4月に開校する小学校の建設用地として学校法人が取得した大阪府豊中市の国有地をめぐり、売却額やその公表過程が議論を呼んでいる。

 土地の評価額は約9億5千万円だったのに、最終的な価格が1億3400万円まで下がったこと、国有地の売却額が、最近まで異例の非開示となっていたことがその理由だ。国側は土地の地下に埋まった大量のごみの撤去・処分費が8億円超に上ると算定し、その分を差し引いたと妥当性を強調しているが、17日の衆院予算委でも取引の経緯が取り上げられた。

 売却されたのは豊中市野田町の約8770平方メートルの国有地。財務省近畿財務局が平成25年に売却先を公募し、大阪市淀川区で幼稚園を経営する学校法人「森友学園」が名乗りを上げた。

 同学園はすぐに購入資金を準備できず、27年5月に土地を借り受ける契約を結んで工事に着手。しかし地中に、木くずなどのごみが想定以上に埋まっていることが明らかになった。国に撤去を依頼すれば開校に間に合わないとして、学園は資金を調達して購入を希望、昨年6月に随意契約で取得した。

 最初に話題となったのはこの売却額が当初、非開示とされたため。国有地の売却額はこれまでほぼすべて公表されており、問題視した豊中市議が開示を求めて今年2月8日に大阪地裁に提訴。その2日後、学園側が開示に同意して近畿財務局が一転、公表した。

 一連の経緯について取材に応じた同学園の籠池泰典理事長は「財務局から公表してもいいかと問い合わせがあった際、原則公開していると知らなかった」と説明。公開に転じた理由を「不当に安く取得したと誤解を受ける恐れがあると判断した」と話した。

 当初予定から大幅に下がった売却額にも疑念が集まった。近畿財務局から依頼を受けた不動産鑑定士は国有地を約9億5千万円と評価。
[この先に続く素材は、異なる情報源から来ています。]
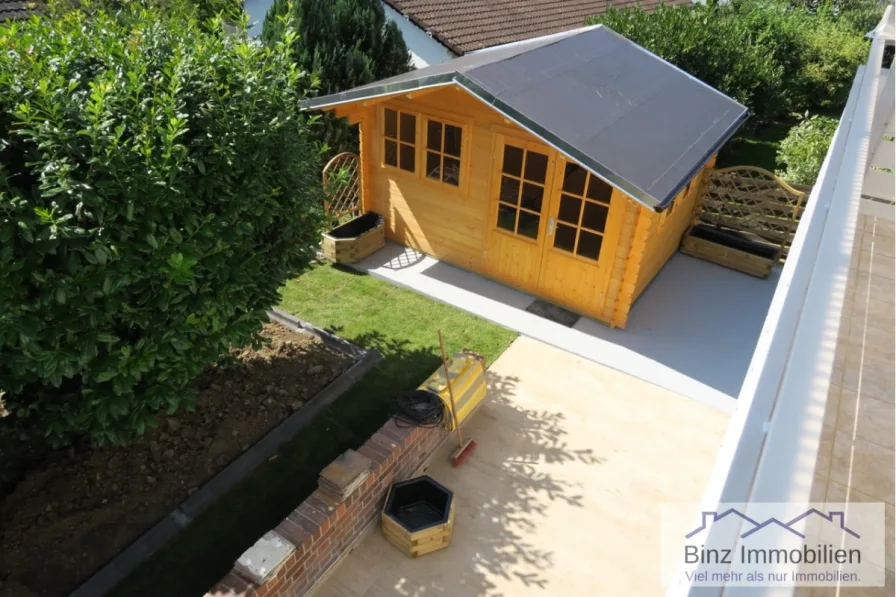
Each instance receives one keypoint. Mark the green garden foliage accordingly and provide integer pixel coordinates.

その後、国側が地下に埋まったごみの撤去費を約8億2千万円と試算し、売却額はこの差額となった。

 本当に8億円を超える撤去費がかかるのか。何らかの便宜を疑う指摘に対し、国側は「金額は適正」との姿勢を崩していない。一方の学園側は「撤去費の試算には一切関与していない」と強調した。

 学園側によると、最終的な処分費が実際いくらかかるかは未定。ただ、敷地内のすべてのごみを撤去するわけではないといい、国側の見積もりよりもコストが安くなるのは確実とみられる。この点について学園側は「地下にごみが残っている分、土地の資産価値も下がる。安く売られたという批判は間違っている」と主張している。

 今回の取引が注目を集めるもう一つの理由は、新規開校する小学校が愛国心を教育理念に掲げ、名誉校長に安倍晋三首相の妻、昭恵さんが就くとされたため。

 17日の衆院予算委では、同学園が小学校設立のための寄付金集めの際、学校名を「安倍晋三記念小学校」と表記していたことなどを挙げ、国側の便宜がなかったか野党議員が追及。安倍首相は「私も妻も、(学校の)認可にも国有地の払い下げにも関係ない。関わっていたとしたら総理大臣も国会議員もやめる」と答弁した。

 籠池理事長は取材に対し首相の名前を冠した学校名にしたいと依頼したが、昭恵さんを通じて後に断られたと明かし、現在は「安倍晋三記念小学校」の表記は使っていないとした。